Der Klauenwinkel wird kleiner bei einer weichen
Fessel. Die Länge der Klaue verändert sich nicht, aber die Sohle wird
länger. Wenn das Tier mit seinen Hinterbeinen beim Laufen den Boden
berührt, tritt es allerdings als erstes mit dem hinteren Drittel der
kompletten Sohlenfläche auf. Besser gesagt, sie prallen auf die Erde.
Gemeint sind das Ballenhorn und der hintere Teil der Sohlenfläche. Unter
dem Übergang der beiden befinden sich die Lederhaut und darunter das
Tuberculum Flexorium - der Vorsprung am hinteren unteren Klauenbein.

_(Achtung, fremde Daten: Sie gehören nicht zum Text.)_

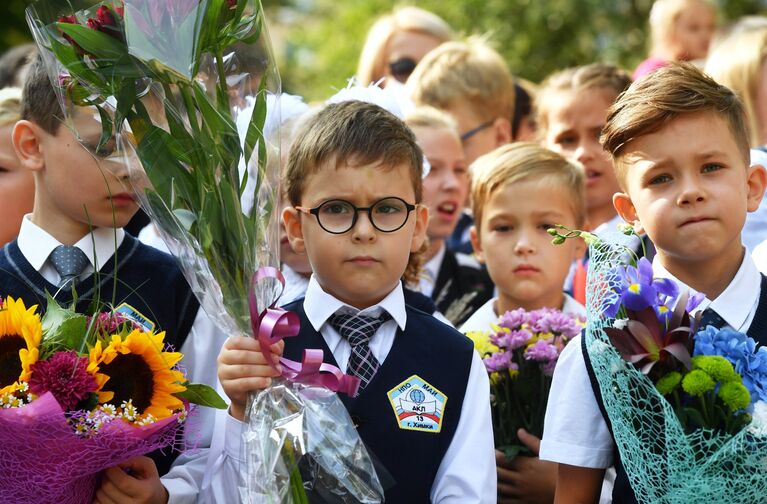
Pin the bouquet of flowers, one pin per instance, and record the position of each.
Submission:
(170, 81)
(80, 394)
(686, 405)
(520, 354)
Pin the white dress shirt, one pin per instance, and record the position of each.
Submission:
(485, 315)
(200, 348)
(467, 472)
(575, 433)
(430, 272)
(295, 285)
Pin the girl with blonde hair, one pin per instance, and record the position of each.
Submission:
(397, 42)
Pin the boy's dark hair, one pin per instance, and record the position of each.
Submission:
(656, 99)
(352, 133)
(14, 63)
(39, 103)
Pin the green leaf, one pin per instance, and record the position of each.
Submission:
(203, 395)
(255, 134)
(185, 217)
(63, 329)
(99, 44)
(106, 127)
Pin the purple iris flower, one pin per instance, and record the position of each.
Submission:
(639, 290)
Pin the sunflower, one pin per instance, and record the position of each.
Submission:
(20, 335)
(138, 370)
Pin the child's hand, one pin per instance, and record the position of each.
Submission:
(243, 369)
(526, 479)
(133, 482)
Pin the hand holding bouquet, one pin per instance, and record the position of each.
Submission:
(685, 404)
(80, 394)
(169, 81)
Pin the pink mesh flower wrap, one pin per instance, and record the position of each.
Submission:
(43, 460)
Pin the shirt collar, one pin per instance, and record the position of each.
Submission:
(737, 301)
(320, 305)
(37, 244)
(432, 266)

Danach wickelt sich die Auftrittsfläche nach vorne ab. Früher meinte
man, dass beim Landen die ganze Sohle auf den Boden „fällt“. Im
Fettpolster bildet sich leicht ein Loch. Und das hat Folgen. Ist das
Fettpolster an der Stelle schon gelöchert, wird es sich nicht wieder
schließen können. Ist die volle Stärke noch nicht erreicht, weil das
Tier noch jung ist und/oder zu viel und zu schnell „eingeschmolzen“,
steigt das Risiko, lahm zu werden. Und lahm zu bleiben. Auch tausend
Klötze unter den inneren Klauen lösen das Problem nicht, weil das
Polster sich nicht wieder schließen kann. Ganz zu schweigen
davon, dass selbstverständlich beide Klauen an einem Unterfuß vom
Schwund an Fettpolster betroffen sind.
Zusammengefasst:
Ein weicher Gang bringt automatisch eine Verlagerung des Gewichts im
Hornschuh in Richtung Ballenbereich. Das Risiko für Verletzungen der
Lederhaut im Hornschuh steigt erheblich. Der Druck auf das Tuberculum
Flexorium steigt und der hintere Rand vom Klauenbein schneidet scharf
wie ein Messer in das Polster. Die Folge ist ein „Heel Ulcer“.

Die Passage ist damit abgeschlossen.